Muhammad Alaaid, l'homme de Racca, a tenu à ce que MEE comprenne bien qu’« avant la guerre, les Arabes et les Kurdes étaient comme des frères. Mais maintenant nous avons peur les uns des autres, et nous nous méfions les uns des autres ». Pour Muhammad, l'émergence de l'YPG en tant qu'acteur de poids au nord de la Syrie est une menace. Je lui ai demandé s'il pensait que l'YPG volait les terres, et il a répondu par la rhétorique : « Si c’était votre chambre, et que d'autres venaient et la prenaient, est-ce que vous l'accepteriez ? ». Muhammad ne doute pas que les Arabes défendront Daech contre les avancées de l'YPG.
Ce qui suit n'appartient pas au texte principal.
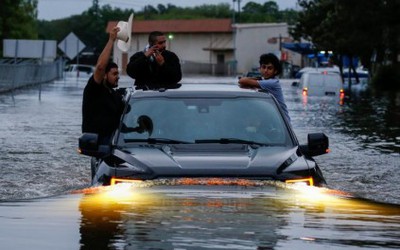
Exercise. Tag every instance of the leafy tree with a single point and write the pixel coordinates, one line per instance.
(354, 28)
(17, 19)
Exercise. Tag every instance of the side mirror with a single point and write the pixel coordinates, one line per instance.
(89, 145)
(318, 144)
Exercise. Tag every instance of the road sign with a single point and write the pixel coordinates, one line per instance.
(71, 45)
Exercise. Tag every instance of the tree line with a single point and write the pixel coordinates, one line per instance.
(369, 30)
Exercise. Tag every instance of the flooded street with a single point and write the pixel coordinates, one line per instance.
(46, 203)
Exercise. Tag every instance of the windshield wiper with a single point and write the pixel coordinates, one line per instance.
(158, 140)
(231, 140)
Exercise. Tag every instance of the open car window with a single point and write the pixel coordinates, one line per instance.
(192, 120)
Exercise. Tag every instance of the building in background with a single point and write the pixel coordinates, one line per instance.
(210, 46)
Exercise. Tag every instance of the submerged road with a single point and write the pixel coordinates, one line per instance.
(46, 203)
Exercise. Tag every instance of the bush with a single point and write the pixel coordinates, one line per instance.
(387, 77)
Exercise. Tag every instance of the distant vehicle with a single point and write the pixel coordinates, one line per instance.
(204, 131)
(78, 71)
(254, 73)
(334, 69)
(325, 83)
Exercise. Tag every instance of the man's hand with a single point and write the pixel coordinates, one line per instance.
(159, 58)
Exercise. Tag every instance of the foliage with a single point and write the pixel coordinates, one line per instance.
(387, 78)
(17, 19)
(353, 28)
(90, 25)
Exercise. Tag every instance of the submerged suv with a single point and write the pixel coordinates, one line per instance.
(204, 131)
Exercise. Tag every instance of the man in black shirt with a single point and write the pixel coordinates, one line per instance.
(155, 67)
(102, 106)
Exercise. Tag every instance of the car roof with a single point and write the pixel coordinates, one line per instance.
(203, 90)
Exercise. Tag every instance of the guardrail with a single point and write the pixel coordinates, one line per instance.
(14, 75)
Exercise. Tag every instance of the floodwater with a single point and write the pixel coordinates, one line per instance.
(46, 202)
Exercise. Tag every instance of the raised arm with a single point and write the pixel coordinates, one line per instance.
(104, 57)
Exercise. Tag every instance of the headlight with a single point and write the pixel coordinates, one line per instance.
(307, 181)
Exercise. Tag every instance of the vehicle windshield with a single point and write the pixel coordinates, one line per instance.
(255, 121)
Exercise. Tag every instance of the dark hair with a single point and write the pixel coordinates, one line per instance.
(110, 66)
(153, 36)
(272, 59)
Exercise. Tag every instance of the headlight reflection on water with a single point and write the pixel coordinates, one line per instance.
(152, 192)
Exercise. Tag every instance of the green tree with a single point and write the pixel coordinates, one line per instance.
(357, 28)
(17, 20)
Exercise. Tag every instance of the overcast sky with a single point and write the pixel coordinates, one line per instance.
(56, 9)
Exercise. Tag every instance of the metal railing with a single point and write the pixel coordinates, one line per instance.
(19, 74)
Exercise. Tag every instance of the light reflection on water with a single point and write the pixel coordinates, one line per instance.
(190, 217)
(39, 140)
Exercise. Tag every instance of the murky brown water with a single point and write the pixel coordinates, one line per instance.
(38, 159)
(199, 217)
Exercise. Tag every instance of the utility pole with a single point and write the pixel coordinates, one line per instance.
(233, 7)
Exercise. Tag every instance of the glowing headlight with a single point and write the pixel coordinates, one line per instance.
(115, 181)
(306, 181)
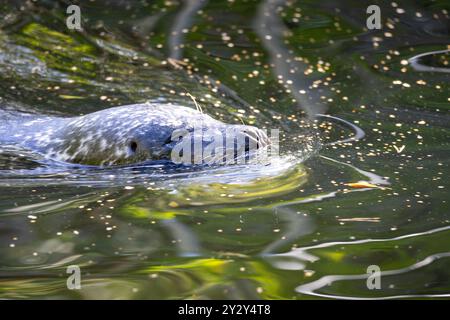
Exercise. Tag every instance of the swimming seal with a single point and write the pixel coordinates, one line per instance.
(122, 135)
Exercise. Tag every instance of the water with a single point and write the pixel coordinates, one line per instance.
(366, 186)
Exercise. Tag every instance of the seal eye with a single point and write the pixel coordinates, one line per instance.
(133, 146)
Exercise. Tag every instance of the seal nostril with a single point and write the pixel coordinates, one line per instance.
(133, 146)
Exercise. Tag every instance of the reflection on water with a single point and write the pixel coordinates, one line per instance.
(361, 179)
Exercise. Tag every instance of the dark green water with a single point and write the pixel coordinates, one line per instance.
(291, 230)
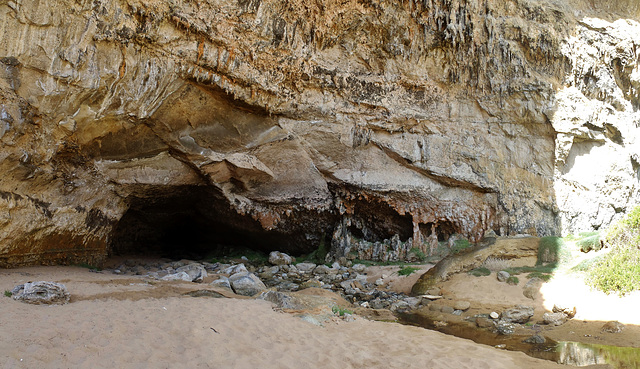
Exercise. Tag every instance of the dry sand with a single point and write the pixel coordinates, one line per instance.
(123, 322)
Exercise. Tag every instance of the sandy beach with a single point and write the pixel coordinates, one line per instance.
(129, 322)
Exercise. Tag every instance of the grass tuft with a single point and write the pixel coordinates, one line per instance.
(480, 272)
(513, 280)
(408, 270)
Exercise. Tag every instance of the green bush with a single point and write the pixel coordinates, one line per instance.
(480, 272)
(589, 241)
(619, 270)
(408, 270)
(418, 253)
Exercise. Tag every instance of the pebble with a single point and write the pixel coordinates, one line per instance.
(535, 339)
(613, 327)
(554, 319)
(484, 322)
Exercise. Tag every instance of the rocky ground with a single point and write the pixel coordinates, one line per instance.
(132, 321)
(523, 313)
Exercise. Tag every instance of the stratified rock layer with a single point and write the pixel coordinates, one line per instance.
(285, 125)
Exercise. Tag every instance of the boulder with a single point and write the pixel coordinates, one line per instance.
(181, 276)
(239, 268)
(305, 267)
(535, 339)
(196, 272)
(246, 284)
(42, 292)
(505, 328)
(554, 319)
(280, 258)
(462, 305)
(519, 314)
(532, 288)
(222, 282)
(503, 276)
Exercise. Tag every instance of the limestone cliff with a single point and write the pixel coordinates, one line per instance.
(285, 124)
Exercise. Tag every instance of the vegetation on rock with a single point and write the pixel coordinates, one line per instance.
(619, 270)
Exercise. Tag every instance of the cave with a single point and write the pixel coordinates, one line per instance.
(197, 222)
(444, 229)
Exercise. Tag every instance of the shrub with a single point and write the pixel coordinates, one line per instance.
(480, 272)
(418, 253)
(589, 242)
(496, 264)
(619, 270)
(551, 249)
(408, 270)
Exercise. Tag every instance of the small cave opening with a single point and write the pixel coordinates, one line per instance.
(198, 223)
(443, 229)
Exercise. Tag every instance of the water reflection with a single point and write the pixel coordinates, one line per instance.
(568, 353)
(580, 354)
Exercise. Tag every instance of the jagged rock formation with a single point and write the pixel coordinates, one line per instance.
(283, 124)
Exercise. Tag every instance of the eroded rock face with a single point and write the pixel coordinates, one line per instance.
(289, 125)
L'YPG peut-il surmonter les soupçons à son encontre ?

Les soupçons que de nombreux Syriens arabes nourrissent à l'égard de l'YPG sont bien connus. Les médias de l'opposition arabe traduisent souvent leur nom en le déformant d’« Unités de protection du peuple » en « Unités de protection des Kurdes ». A mesure que l’influence des membres de l'YPG s'accroît au nord de la Syrie, croissent également les soupçons portant sur leurs ambitions séparatistes.
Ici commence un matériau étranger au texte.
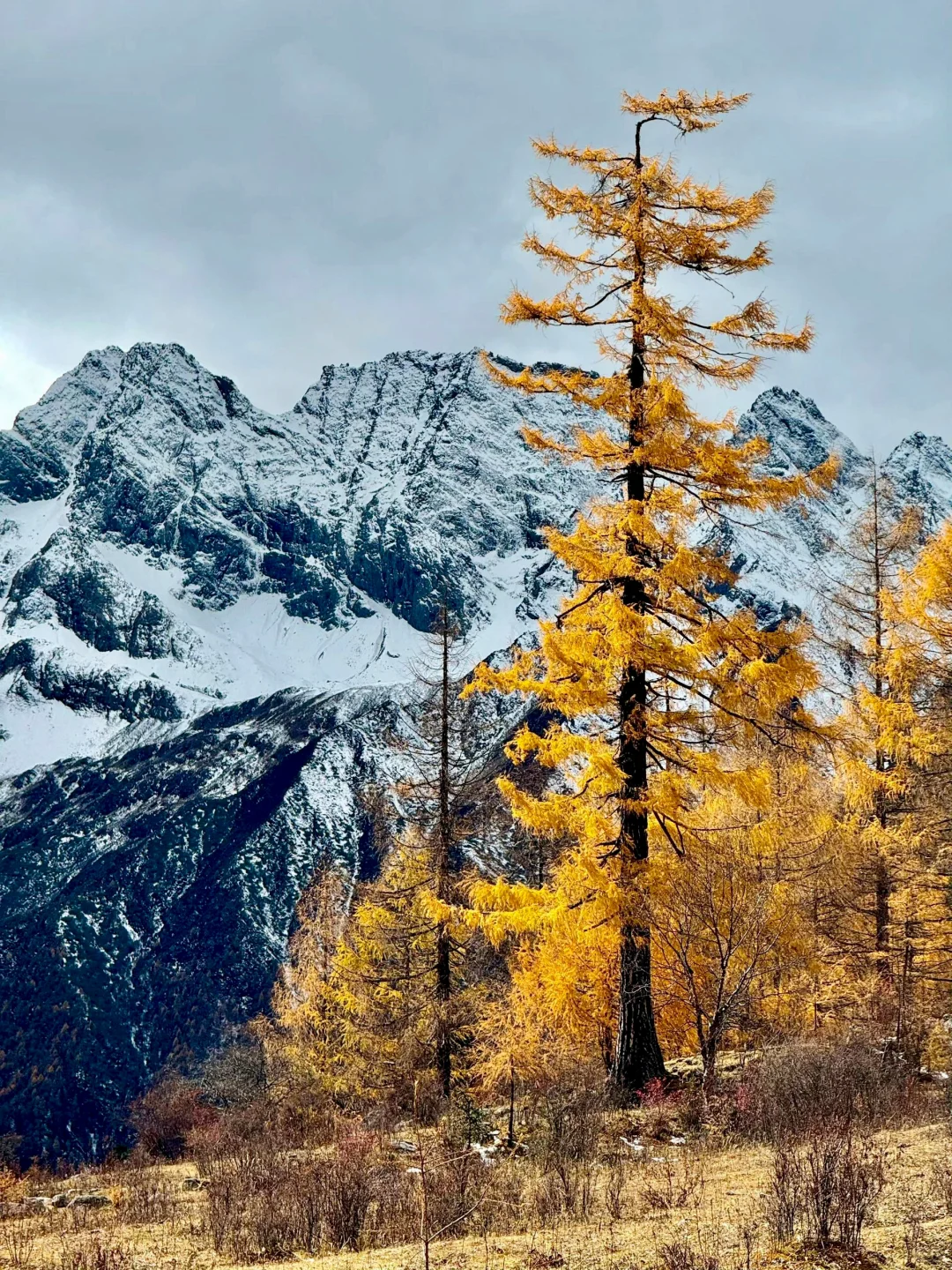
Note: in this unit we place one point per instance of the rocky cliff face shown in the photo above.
(208, 615)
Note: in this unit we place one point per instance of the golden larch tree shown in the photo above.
(651, 677)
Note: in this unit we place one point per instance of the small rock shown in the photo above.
(90, 1201)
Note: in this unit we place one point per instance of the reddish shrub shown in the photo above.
(167, 1116)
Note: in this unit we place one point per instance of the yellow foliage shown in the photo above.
(659, 686)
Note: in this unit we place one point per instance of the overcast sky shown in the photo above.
(279, 184)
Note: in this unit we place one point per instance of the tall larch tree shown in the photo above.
(883, 738)
(651, 676)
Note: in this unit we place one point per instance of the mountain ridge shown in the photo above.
(210, 616)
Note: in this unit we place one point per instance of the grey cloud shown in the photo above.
(283, 183)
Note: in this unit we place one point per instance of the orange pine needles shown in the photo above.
(657, 683)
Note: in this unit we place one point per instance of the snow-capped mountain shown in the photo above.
(210, 616)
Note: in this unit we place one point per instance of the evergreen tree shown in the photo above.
(654, 678)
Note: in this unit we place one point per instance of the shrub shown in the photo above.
(800, 1087)
(825, 1188)
(167, 1116)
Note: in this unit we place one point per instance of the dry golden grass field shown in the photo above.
(689, 1206)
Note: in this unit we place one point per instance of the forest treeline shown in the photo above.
(711, 833)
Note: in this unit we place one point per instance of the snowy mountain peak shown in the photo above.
(799, 435)
(207, 614)
(920, 470)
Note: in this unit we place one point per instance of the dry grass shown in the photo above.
(672, 1208)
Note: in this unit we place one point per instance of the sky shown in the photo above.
(279, 184)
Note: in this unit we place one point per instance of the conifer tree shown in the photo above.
(885, 742)
(651, 675)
Néanmoins, Enver Muslim, le Premier ministre du canton de Kobané, a indiqué que l'YPG, loin d'être un groupe séparatiste, se penche sur la mise en place d'un modèle fédéral : « Le système autonome local de Kobané représente un modèle d'avenir pour l'ensemble de la Syrie. Nous souhaiterions voir ce système de cantons développé à l'échelle du pays ».

L'administration kurde des cantons autonomes a toujours placé l'accent sur la protection qu'elle offrait aux minorités. Dans la région de Cezire, les bataillons arabes et assyriens font partie intégrante des forces militaires de l'YPG. Cheikh Humeydi Denhan, chef de la tribu arabe des Shammar, est le co-président du Parti de l'union démocratique (PYD) du canton de Cezire (l’YPG est la branche militaire du PYD). Le cheikh est un exemple de coopération entre les communautés arabes et kurdes sur lequel l'YPG espère bien s'appuyer.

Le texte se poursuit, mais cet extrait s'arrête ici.